弁護人為成養之助、同青柳盛雄、同後藤昌次郎、同松本善明、同池田輝孝、同佐藤義弥の上告趣意第一点は憲法三八条違反をいうが、記録を調べても所論供述調書の内容たる供述が強制による任意性のないものであるとは認められず、従って違憲の主張はその前提を欠き、同第二点は憲法三一条違反をいうが、その実質は単なる訴訟法違反の主張であり、同第三点は単なる法令違反の主張であって、いずれも刑法四〇五条の上告理由に当らない。(なお、強盗の機会に殺人行為が行われる場合には刑法二四〇条後段を適用すべきものであるから、原審が第一審判決第二の行為につき、刑法二四〇条後段、二四三条を適用したことは正当である。大正一一年一二月二二日大審院連合部判決、集一巻八一九頁、昭和八年一一月三〇日大審院判決、集一二巻二一八二頁、昭和二四年五月二八日最高裁判所第二小法廷判決、集三巻六号八七三頁参照。)

被告人本人の上告趣意は判例違反をいう点もあるが、引用の判例は本件に適切でなく、所論は刑訴四〇五条の上告理由に当らない。

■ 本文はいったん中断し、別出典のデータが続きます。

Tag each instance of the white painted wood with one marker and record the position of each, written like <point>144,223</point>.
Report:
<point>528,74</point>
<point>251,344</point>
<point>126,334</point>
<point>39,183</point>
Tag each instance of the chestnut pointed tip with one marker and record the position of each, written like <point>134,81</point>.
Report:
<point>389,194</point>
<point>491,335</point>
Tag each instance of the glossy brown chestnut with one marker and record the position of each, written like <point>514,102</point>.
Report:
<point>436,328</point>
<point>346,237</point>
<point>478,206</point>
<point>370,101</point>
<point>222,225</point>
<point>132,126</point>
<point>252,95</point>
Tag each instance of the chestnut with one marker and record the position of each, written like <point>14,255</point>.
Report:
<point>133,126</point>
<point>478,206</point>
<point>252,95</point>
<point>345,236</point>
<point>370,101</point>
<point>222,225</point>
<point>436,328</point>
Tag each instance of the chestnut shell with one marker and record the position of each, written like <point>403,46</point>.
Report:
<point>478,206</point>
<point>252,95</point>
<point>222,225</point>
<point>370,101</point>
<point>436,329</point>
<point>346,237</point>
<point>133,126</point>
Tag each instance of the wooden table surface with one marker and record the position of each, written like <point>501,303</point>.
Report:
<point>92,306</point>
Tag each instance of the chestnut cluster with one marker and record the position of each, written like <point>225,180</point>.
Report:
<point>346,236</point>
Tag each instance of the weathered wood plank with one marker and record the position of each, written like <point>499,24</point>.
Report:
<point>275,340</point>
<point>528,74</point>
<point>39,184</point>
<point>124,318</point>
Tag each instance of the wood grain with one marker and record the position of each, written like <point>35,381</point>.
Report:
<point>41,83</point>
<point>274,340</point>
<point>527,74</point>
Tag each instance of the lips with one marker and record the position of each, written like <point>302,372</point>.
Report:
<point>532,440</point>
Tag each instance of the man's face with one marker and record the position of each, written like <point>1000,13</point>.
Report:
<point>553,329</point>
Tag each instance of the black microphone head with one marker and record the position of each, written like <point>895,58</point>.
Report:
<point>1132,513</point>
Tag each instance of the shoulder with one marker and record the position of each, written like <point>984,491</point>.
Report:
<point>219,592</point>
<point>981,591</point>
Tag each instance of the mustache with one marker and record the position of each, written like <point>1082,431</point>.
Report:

(被告人は分離して起訴されており、本件には共同審理を受けた相被告人はなく、原審は第一審公判における多数証人の証言その他の証拠を総合して本件犯罪事実を認定しているのであって、原判決には所論の違法は認められない。)

よって刑訴四〇八条により裁判官全員一致の意見で主文のとおり判決する。